Passend hatten sich Noel und Mike für ein kleines Schloss als Location ausgesucht. Die Trauung sollte im angrenzenden Park stattfinden, was ich angesichts der dichten Wolkendicke als äußert mutig empfand. Aber ich hatte das hier nicht geplant, hatte mich rausgehalten, weil es ansonsten nur in noch mehr Streit geendet wäre.
„Kommst du?“, riss Wincent mich aus meinen Gedanken. Dieser war bereits ausgestiegen und hielt mir die Tür auf. „Muss ich ja wohl“, murmelte ich und stieg ebenfalls aus. Wincent schloss die Tür und zog mich dann in seine Arme. „Wir können jederzeit fahren, vergiss das nicht.“ „Hm“, ich seufzte nur und lehnte mich an seine Brust. Konnten wir nicht einfach direkt wieder fahren? Wobei … das wäre wiederum feige. Augen zu und durch. Ich griff also Wincents Hand und wir bahnten uns den Weg in den Park. Ina, ihre Familie, Mum und Dad waren alle schon da. Wincent zog mich ganz bewusst zu Plätzen, die ganz weit weg waren. Eher in Dads Richtung, da dieser auch mit viel Abstand zu Mum und Ina saß. Wenigstens er hielt seine Worte. „Hi“, begrüßte er uns, „Wo sind die Zwillinge?“ „Wincents Mutter passt auf sie auf. Ich erspare ihnen die Nummer hier lieber“, sagte ich knapp und ließ mich auf den Stuhl neben ihn sinken. Das Verhältnis zwischen uns war nach wie vor … seltsam. Aber wir waren auf einem ganz guten Weg, dass wir uns wieder annäherten. „Das kann ich verstehen“, murmelte mein Vater, „Aber sei deinem Bruder nicht böse. Er macht das nicht, weil er dich ärgern will.“ „Ich weiß“, antwortete ich und beließ es bei dem Thema.

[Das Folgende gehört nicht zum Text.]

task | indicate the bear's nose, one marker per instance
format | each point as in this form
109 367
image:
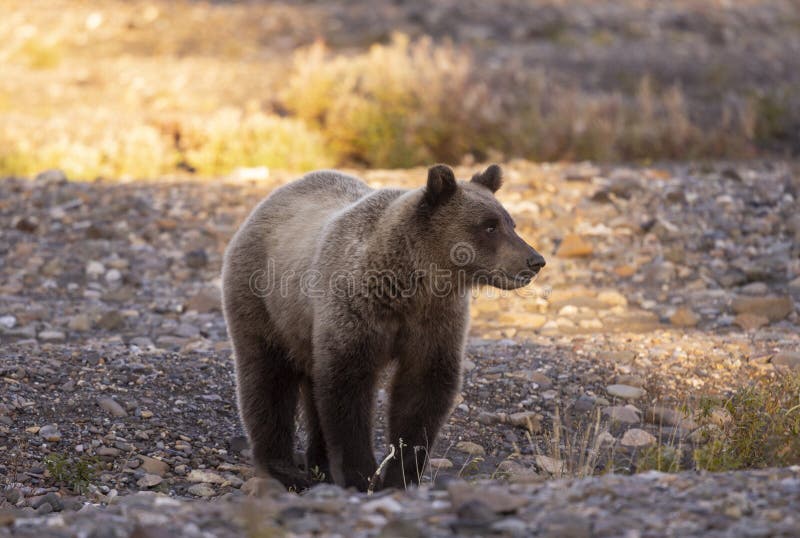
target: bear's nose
535 263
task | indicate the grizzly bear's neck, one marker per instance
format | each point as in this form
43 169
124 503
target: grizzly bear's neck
400 252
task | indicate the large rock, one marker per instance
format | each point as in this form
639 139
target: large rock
497 499
684 317
574 246
787 360
468 447
774 308
153 465
110 406
636 438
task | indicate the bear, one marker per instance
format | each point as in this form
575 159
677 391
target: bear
328 282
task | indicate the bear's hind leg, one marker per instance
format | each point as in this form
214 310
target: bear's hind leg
268 391
421 397
316 453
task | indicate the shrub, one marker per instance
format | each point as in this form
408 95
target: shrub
230 139
396 105
763 429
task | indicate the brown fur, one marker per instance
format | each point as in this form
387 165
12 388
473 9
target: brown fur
302 340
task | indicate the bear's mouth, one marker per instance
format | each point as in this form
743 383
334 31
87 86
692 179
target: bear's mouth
511 282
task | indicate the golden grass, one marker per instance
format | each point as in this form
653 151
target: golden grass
139 89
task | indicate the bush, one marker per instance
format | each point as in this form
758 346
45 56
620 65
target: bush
763 428
397 105
230 139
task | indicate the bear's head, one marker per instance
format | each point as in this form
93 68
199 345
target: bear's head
470 232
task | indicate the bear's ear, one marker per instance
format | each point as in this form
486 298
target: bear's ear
441 185
491 178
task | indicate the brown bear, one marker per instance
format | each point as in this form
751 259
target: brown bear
328 282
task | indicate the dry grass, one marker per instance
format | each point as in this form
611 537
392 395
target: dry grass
117 89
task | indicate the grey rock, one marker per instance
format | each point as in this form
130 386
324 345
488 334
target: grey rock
111 406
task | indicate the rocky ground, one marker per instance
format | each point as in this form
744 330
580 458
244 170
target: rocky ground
664 285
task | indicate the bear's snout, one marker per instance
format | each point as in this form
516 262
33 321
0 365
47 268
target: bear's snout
536 262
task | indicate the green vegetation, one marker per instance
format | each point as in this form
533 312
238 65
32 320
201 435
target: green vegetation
69 472
399 104
762 428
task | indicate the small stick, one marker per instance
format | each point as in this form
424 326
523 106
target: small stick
379 470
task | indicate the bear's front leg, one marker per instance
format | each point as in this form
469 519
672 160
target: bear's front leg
345 378
422 394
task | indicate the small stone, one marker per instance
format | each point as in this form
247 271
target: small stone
755 288
205 301
108 451
528 420
149 481
50 433
383 505
205 476
263 487
468 447
440 463
94 269
110 406
53 175
774 308
636 437
7 322
113 276
623 414
496 499
684 317
612 298
625 392
79 323
550 465
787 360
750 322
153 465
574 246
52 336
196 259
201 490
111 321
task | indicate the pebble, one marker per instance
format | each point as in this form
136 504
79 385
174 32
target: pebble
441 463
574 246
80 323
94 269
635 438
111 406
787 360
774 308
625 392
196 259
201 490
528 420
496 499
52 336
113 276
149 481
204 476
50 433
623 414
468 447
550 465
684 317
7 322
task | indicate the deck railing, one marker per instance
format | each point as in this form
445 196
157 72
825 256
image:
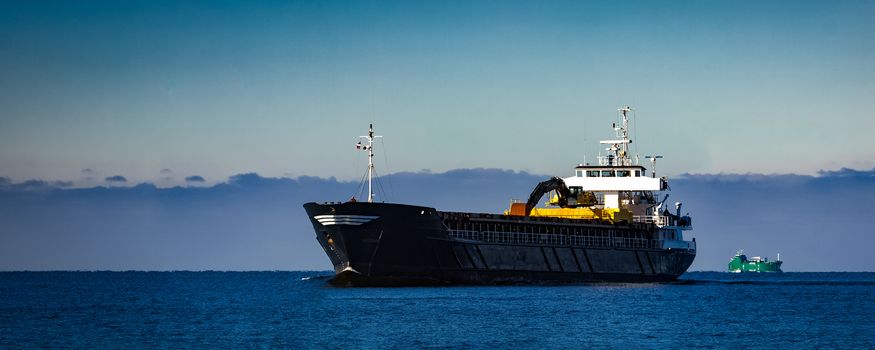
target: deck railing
554 239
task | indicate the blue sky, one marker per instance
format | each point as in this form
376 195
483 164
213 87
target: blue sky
281 88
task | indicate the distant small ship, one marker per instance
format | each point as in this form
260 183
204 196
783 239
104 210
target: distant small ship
608 222
740 263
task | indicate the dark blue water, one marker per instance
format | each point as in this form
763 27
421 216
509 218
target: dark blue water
299 310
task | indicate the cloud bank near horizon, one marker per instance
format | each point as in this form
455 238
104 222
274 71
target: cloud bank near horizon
250 222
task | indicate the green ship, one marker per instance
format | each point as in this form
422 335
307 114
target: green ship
740 263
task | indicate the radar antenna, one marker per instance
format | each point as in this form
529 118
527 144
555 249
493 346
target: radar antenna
618 151
370 148
653 164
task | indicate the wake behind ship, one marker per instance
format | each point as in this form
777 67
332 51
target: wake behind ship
604 224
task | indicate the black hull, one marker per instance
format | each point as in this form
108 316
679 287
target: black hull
379 244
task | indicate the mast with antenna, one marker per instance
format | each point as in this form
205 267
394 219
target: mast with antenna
618 151
370 148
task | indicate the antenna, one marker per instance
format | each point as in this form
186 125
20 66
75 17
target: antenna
370 148
653 164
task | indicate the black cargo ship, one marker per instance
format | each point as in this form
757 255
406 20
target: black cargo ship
607 227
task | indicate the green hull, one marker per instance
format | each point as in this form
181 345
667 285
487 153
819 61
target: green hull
740 263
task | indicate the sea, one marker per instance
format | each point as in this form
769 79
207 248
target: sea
301 310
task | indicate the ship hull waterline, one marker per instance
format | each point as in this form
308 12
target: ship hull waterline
384 244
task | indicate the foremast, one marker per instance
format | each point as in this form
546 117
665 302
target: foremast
369 147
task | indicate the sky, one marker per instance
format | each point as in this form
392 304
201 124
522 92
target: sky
93 92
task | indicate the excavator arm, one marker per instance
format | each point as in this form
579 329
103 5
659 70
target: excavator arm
542 188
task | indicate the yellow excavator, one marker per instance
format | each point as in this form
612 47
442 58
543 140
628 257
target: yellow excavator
573 203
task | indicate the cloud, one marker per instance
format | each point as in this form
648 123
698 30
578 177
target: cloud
194 178
846 172
256 222
116 178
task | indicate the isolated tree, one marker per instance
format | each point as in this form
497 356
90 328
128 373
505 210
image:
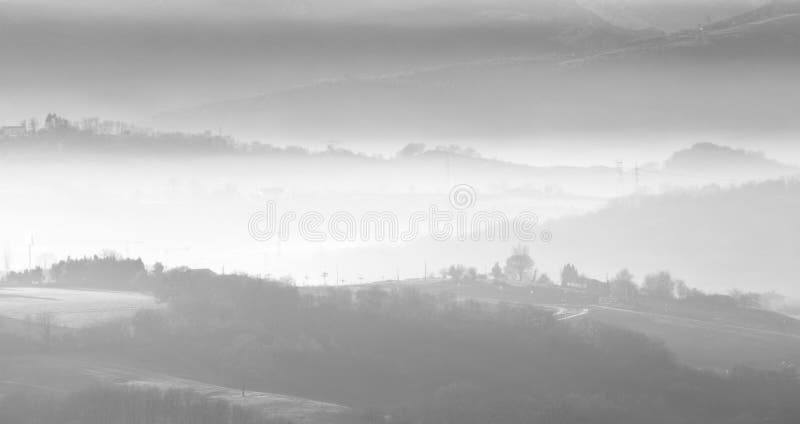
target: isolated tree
623 286
545 280
569 275
457 272
497 272
659 286
472 274
519 263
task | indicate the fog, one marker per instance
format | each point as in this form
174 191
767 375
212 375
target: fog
399 212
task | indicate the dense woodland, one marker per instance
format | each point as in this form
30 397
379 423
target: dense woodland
127 405
426 359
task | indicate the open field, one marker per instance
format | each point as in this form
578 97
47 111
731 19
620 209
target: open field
73 308
700 343
59 374
706 344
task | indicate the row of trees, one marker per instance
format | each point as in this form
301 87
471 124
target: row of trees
661 286
420 358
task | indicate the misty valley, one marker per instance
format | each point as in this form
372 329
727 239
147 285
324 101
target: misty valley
399 212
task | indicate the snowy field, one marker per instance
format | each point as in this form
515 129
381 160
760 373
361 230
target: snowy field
71 307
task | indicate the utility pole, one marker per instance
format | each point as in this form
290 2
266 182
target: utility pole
30 254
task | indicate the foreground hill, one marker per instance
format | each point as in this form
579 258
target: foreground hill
410 357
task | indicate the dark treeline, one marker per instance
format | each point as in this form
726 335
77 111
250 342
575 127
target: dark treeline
425 359
108 271
118 404
92 135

Während der Trauung hatte ich kurz Hoffnung, dass es vielleicht doch schön werden konnte. Mit Noels Familie kam ich schließlich super klar und wir konnten den Abend sicher mit ihnen verbringen. So zumindest war mein Plan … bis ich die Sitzordnung sah. Er setzte uns an einen Tisch mit Ina und Mum? War das wirklich Mikes Ernst? Er legte es doch darauf an, dass es eskalierte. Auch mein Vater schien nicht begeistert zu sein, fügte sich aber. Und auch Wincent schob mich leicht weiter. Wir setzten uns und versuchten einfach, die anderen zu ignorieren. Stattdessen ließ ich mich auf ein Gespräch mit meinem Vater ein. „Also. Passend zum heutigen Thema. Wann ist es bei euch so weit? Wann wollt ihr groß feiern?“, wollte mein Vater neugierig wissen. Er wusste, dass wir längst geheiratet hatten und ich inzwischen Wincents Nachnamen angenommen hatte. „Wenn die Zwillinge ein wenig größer sind. Vielleicht … nächstes Jahr“, antwortete ich ihm also, „Wir müssen ja auch schauen, wie es terminlich passt. Wegen Konzerten und anderen Auftritten. Die gehen vor.“ „So ein Unsinn“, mischte Wincent sich ein, „Das geht nicht vor. Und das weißt du auch. Du bist viel wichtiger für mich.“ „Könnt ihr mal aufhören? Ihr unterhaltet den ganzen Saal und das will niemand hören“, bemerkte Ina genervt. War ja klar, dass irgendwas kommen musste. Ich versuchte einfach, sie zu ignorieren, aber das war nahezu unmöglich. Aber eine Weile funktionierte es und wir folgten dem kleinen Programm, welches sich Mike und Noel überlegt hatten.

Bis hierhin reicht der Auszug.